Nick, technically Google index the contents of a page. Indeed, it almost
pays no attention to the webpage "keywords" which are in effect the web
designers intended index terms.
Having written my own search software I understand much of the concept
(although obviously not the exact method)
In essence, it takes a page, locates all the words (except very common
ones) and then creates a database containing the occurrence of each word
within the page. It then uses an algorithm based on the search line and
the relative proximity of the various words in the pages ... and the
overall ranking of the website to create a list of sites with highest
priority to those best ranked sites where the words are in closest
proximity (and I guess the correct order).
In that respect, it treats an "index" on the web as just a page with words.
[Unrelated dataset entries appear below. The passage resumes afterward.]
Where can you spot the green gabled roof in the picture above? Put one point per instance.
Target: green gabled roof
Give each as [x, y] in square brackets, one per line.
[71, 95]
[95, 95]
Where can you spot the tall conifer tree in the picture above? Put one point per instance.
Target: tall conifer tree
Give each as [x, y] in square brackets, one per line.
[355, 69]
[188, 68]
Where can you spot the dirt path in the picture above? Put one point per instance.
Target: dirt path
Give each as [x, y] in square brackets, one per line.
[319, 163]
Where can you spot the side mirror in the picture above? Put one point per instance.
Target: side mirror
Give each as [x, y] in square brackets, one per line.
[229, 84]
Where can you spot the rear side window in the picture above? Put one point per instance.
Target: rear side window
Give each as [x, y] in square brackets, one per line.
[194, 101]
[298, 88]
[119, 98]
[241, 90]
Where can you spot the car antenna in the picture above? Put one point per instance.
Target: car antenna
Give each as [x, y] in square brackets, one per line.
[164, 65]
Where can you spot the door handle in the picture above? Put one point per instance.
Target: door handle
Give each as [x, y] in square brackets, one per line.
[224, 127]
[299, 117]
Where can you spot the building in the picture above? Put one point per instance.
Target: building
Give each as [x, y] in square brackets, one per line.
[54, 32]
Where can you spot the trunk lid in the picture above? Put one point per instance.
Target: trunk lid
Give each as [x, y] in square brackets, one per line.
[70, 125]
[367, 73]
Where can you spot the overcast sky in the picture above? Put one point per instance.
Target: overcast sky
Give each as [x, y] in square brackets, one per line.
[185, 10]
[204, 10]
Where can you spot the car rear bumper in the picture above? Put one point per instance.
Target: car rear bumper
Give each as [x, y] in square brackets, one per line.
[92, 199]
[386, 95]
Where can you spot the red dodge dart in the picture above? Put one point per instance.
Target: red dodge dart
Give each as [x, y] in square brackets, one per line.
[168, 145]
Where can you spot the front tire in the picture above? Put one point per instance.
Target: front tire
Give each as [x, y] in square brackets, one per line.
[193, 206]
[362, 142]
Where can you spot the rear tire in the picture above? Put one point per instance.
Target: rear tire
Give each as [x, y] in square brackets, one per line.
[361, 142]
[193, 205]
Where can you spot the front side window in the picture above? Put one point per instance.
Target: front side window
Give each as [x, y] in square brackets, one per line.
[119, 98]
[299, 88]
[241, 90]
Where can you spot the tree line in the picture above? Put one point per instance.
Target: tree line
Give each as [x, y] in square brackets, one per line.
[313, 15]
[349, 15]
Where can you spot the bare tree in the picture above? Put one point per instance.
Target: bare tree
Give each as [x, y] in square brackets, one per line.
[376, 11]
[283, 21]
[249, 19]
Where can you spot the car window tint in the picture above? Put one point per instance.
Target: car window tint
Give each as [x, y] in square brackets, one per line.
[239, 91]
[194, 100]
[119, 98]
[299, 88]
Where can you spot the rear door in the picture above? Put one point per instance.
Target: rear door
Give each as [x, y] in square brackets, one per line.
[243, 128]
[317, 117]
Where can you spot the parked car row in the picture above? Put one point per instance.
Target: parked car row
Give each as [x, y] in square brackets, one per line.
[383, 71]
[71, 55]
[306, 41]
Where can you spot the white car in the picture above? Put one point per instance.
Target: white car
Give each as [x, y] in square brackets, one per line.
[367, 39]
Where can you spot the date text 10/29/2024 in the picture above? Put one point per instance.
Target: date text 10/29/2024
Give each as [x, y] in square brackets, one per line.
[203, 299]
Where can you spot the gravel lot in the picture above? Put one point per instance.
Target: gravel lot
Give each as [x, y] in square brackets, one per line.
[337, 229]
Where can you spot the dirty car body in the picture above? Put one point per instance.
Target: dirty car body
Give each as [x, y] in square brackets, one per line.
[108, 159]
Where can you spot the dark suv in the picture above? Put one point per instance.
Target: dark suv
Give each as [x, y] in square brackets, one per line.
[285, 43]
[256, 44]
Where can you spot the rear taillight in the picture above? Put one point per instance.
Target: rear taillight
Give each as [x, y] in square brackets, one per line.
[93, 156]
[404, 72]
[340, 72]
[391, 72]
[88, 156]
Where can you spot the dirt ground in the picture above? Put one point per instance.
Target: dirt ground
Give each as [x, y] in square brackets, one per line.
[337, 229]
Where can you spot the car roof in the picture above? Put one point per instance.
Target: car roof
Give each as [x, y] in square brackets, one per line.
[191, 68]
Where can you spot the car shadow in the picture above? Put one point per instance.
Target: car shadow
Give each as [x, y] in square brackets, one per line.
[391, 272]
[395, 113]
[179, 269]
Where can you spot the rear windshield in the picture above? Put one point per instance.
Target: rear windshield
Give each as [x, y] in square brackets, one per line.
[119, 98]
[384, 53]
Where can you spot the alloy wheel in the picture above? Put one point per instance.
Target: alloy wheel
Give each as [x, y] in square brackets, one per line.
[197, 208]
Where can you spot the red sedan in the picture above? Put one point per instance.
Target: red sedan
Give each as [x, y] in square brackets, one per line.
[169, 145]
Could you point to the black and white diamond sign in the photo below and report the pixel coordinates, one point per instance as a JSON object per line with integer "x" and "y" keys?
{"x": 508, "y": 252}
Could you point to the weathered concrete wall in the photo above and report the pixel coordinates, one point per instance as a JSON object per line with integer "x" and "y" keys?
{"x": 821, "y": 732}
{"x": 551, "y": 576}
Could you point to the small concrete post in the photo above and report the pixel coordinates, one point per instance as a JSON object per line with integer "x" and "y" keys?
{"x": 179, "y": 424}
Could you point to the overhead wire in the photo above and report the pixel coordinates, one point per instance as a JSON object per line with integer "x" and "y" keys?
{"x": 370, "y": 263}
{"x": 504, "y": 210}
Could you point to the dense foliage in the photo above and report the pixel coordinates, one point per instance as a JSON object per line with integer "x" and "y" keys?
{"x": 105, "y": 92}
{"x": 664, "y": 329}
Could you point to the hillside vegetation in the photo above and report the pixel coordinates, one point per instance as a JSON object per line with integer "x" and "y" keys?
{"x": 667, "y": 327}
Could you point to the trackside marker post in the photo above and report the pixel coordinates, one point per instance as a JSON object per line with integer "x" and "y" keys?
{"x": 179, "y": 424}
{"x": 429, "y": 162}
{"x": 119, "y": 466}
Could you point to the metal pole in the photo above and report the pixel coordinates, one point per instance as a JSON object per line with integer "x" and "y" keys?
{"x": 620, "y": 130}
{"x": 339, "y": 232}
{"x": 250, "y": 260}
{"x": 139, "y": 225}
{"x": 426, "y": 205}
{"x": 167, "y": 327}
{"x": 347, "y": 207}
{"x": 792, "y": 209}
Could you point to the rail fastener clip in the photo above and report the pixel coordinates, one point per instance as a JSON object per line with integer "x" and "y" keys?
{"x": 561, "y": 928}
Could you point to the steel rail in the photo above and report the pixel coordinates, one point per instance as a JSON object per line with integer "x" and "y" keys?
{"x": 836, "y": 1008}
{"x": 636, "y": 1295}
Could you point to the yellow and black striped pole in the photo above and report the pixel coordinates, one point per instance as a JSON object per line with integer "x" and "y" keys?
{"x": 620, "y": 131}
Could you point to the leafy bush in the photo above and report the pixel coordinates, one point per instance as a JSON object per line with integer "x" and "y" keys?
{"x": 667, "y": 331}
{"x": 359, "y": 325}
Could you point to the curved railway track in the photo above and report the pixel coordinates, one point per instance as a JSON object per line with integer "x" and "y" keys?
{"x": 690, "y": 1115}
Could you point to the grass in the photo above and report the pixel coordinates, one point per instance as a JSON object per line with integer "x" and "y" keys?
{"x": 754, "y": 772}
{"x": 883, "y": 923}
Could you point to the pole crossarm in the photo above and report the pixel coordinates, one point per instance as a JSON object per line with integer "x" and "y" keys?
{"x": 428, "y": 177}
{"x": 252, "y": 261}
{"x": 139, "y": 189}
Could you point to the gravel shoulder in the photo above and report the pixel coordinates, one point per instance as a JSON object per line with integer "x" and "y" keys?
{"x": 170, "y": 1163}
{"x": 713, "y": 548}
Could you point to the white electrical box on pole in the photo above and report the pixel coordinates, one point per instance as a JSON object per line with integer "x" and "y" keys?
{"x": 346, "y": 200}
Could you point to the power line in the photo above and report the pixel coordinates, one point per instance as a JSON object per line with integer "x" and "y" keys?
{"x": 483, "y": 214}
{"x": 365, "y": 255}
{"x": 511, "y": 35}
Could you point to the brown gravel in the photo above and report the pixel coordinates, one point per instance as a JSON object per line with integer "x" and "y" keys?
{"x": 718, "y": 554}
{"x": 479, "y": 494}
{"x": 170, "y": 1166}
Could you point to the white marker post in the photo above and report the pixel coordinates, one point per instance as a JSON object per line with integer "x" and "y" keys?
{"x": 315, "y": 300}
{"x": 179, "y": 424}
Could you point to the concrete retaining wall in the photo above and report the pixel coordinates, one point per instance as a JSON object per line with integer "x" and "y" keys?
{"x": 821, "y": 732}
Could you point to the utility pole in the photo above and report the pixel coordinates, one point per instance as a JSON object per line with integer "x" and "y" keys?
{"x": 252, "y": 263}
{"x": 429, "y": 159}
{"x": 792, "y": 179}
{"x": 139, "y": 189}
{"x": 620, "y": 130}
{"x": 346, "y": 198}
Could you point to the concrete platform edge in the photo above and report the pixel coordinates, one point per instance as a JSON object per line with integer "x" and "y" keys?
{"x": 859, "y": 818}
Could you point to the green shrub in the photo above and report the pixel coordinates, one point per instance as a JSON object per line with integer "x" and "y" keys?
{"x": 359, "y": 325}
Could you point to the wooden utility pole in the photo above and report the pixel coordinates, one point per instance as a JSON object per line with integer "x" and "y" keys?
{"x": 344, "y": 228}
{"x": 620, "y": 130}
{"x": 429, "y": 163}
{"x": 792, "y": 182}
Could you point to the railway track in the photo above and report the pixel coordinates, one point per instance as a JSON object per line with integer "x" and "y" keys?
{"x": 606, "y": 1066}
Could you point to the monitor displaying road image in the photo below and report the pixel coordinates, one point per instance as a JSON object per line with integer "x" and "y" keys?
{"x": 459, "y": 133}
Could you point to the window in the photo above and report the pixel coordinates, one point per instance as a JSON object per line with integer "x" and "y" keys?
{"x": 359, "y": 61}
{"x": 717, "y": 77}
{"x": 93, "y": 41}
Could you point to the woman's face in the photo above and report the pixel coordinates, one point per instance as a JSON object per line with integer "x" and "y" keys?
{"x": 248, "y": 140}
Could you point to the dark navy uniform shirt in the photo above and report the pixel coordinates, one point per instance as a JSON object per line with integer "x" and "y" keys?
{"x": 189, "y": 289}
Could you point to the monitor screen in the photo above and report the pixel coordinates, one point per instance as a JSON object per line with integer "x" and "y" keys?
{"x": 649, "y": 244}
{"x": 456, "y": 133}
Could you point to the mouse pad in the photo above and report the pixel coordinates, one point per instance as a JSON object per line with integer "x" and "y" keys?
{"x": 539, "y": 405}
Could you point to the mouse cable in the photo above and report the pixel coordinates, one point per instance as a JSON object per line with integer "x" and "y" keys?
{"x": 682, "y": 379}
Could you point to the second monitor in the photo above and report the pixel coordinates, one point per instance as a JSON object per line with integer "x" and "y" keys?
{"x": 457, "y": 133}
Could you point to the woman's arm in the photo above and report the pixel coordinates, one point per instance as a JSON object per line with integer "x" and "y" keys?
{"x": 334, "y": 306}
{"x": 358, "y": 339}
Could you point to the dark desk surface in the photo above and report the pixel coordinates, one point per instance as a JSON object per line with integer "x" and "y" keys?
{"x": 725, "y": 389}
It also recognises certain kinds of phrases like: "who is the greatest
archaeologist", and does not e.g. search for a page containing "who is",
but instead only searches for "greatest archaeologist" because it is
unlikely that someone discussing the greatest archaeologist will
actually put the word "who" ('is' is common) in key place and commonly
on the page.
There are also other refinements, its priority is based on order of the
words (highest first), google introduced tracking on which pages you
click on so it can prioritise a page not on the contents of the page,
but on the number of times someone making a particular search clicks a
page. There are also alternative spellings (colour and color), it will
search phonetically (filosophy), it knows to consider pig and pigs to be
the same. Help and helping, etc. etc.
There are some glaring problems:
- it doesn't (yet) do wildcards
- It struggles with non-alpha-numeric search like 5/8" drill.
- Searches for greek text is highly problematic, because there are just
so many different incompatible fonts
But comparing this highly complex extremely sophisticated and fast
system with the "author keyword" search of our library ..... arggghhhh!
Anyone daring to defend that system is almost by definition: a Luddite!
On 04/05/2011 10:01, Nick Boldrini wrote:
> and we go full circle
> Google don't index, they have creted tools to search other peoples indexes, catalogues etc
> But who created those in the first place..?
> -----Original Message-----
> From: British archaeology discussion list [mailto:[log in to unmask]] On Behalf Of Malcolm J Watkins
> Sent: 04 May 2011 09:33
> To: [log in to unmask]
> Subject: Re: [BRITARCH] University libraries etc.
> "As for indexing being a minor issue - what a Luddite!!!- tell that to
>> GOOGLE!! Google's, sole business edge has been the quality, speed and ease
>> of use of their indexing system. They understand that the true value of
>> information is being able to find it!"
> Luddite is precisely what I am not!